REDEMPTION OF PREFERENCE SHARES

  • Preference Shares: Issuable as per the company’s constitution, redeemable under specific conditions:

    • Redemption requires that shares are fully paid.

Methods of Redemption

  1. Out of profits.

  2. By issuing fresh shares.

  3. Out of company’s capital, requiring:

    • All directors to issue solvency statements.

    • Submitting solvency statements to the ROC.

SOLVENCY STATEMENT FOR REDEEMABLE PREFERENCE SHARES

  • Directors must evaluate:

    1. They’ve examined the company's position.

    2. Reviewed all liabilities, including contingencies.

    3. Affirm company’s ability to meet debts.

    4. Confirm assets exceed liabilities post-transaction.

  • Satisfying conditions ensures compliance and limits liability risks under s.114 CA 2016.

COMPANY GIVING FINANCIAL ASSISTANCE

  • Prohibition (s.123 CA 2016): Disallows providing financial assistance for:

    1. Purchasing own shares.

    2. Loans given for purchasing shares.

    3. Providing security for loans made for share purchases.

Example of Prohibited Financial Assistance:
  • Case reference: Selangor United Rubber Estates Ltd v Craddock (1968), demonstrating how a director’s schemes to misuse company funds for personal share purchasing has legal implications.

Exceptions to Financial Assistance

  1. Ordinary Course of Business: Lending as part of regular activities.

  2. Trust and Employee Schemes: Financial support in the form of loans or trusts for employees for purchasing shares.

  3. Sector-Specific Regulations: Companies under strict financial regulatory supervision may be granted leeway.

  4. For special resolutions not exceeding 10% of shareholder funds, except PLCs must comply with Bursa rules.

SOLVENCY TEST FOR FINANCIAL ASSISTANCE

  • Directors must each declare that:

    1. Company satisfies solvency tests for providing assistance.

    2. No grounds for debt payments existence.

    3. Company assets exceed liabilities.

LEGAL CONSEQUENCES OF FINANCIAL ASSISTANCE VIOLATIONS

  1. On the Contract: Contracts remain valid (not void), enabling enforcement of rights under loans or securities, as per s.124 CA 2016.

  2. Third Party Liabilities: Borrowers are liable to reimburse loans derived from violations.

  3. Company's Liabilities: May initiate recovery actions against borrowers for loans granted.

  4. Liabilities for Lenders: They can recover loans associated with the contract, with options to claim against involved officers or guarantee claims.

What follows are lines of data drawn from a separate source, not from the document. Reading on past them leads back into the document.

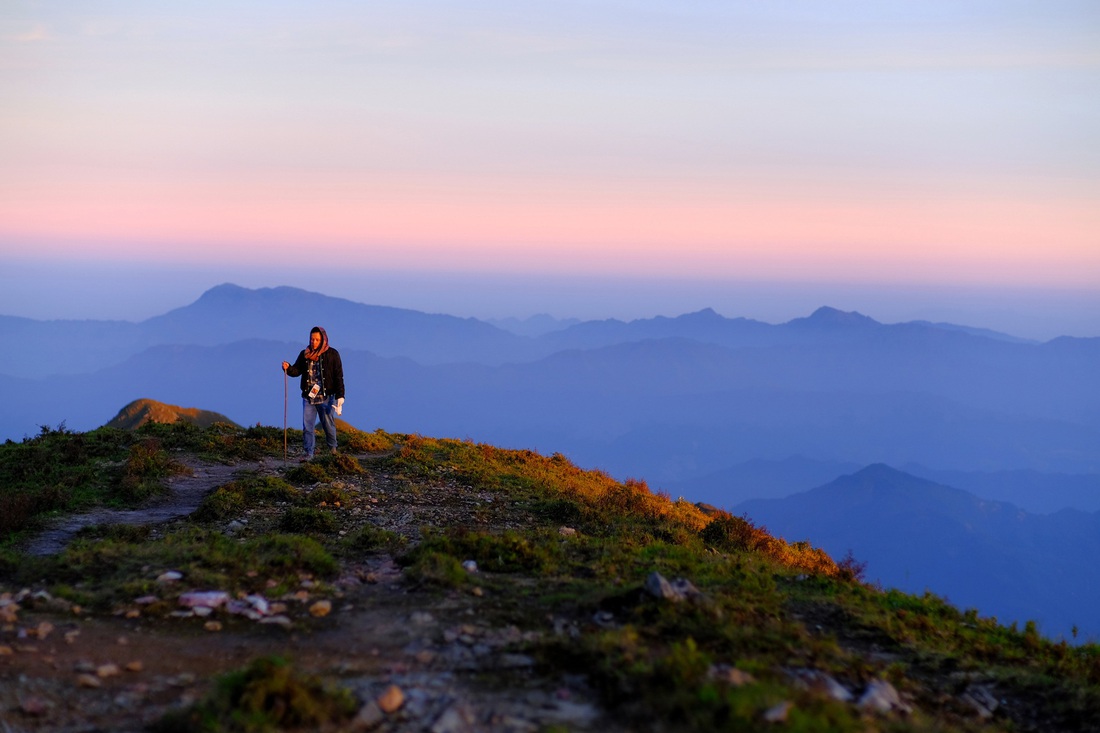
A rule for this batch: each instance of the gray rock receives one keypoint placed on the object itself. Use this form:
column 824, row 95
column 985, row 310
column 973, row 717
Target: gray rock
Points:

  5. Officers Violating FA Rules: Exposed to civil liabilities from affected parties.

DIVIDEND RULE

  • Definition: Dividends can only be paid from actual profits while ensuring company solvency, and are strictly regulated under CA 2016.

Crucial Principles of Dividend Declaration

  1. Financial Year Separation: Treats profits of each trading year independently.

  2. Non-Cash Dividends: Requires constitutional authority to offer dividends in forms other than cash.

  3. Director's Authority: Directors hold sole authority to authorize dividend distributions per s.132(1) CA 2016.

  4. Solvency Statements: Directors must prepare solvency statements before distributions.

  5. Consequences for Infringement: Directors may face legal action for failure to ensure compliance, subject to criminal and civil repercussions as discussed earlier.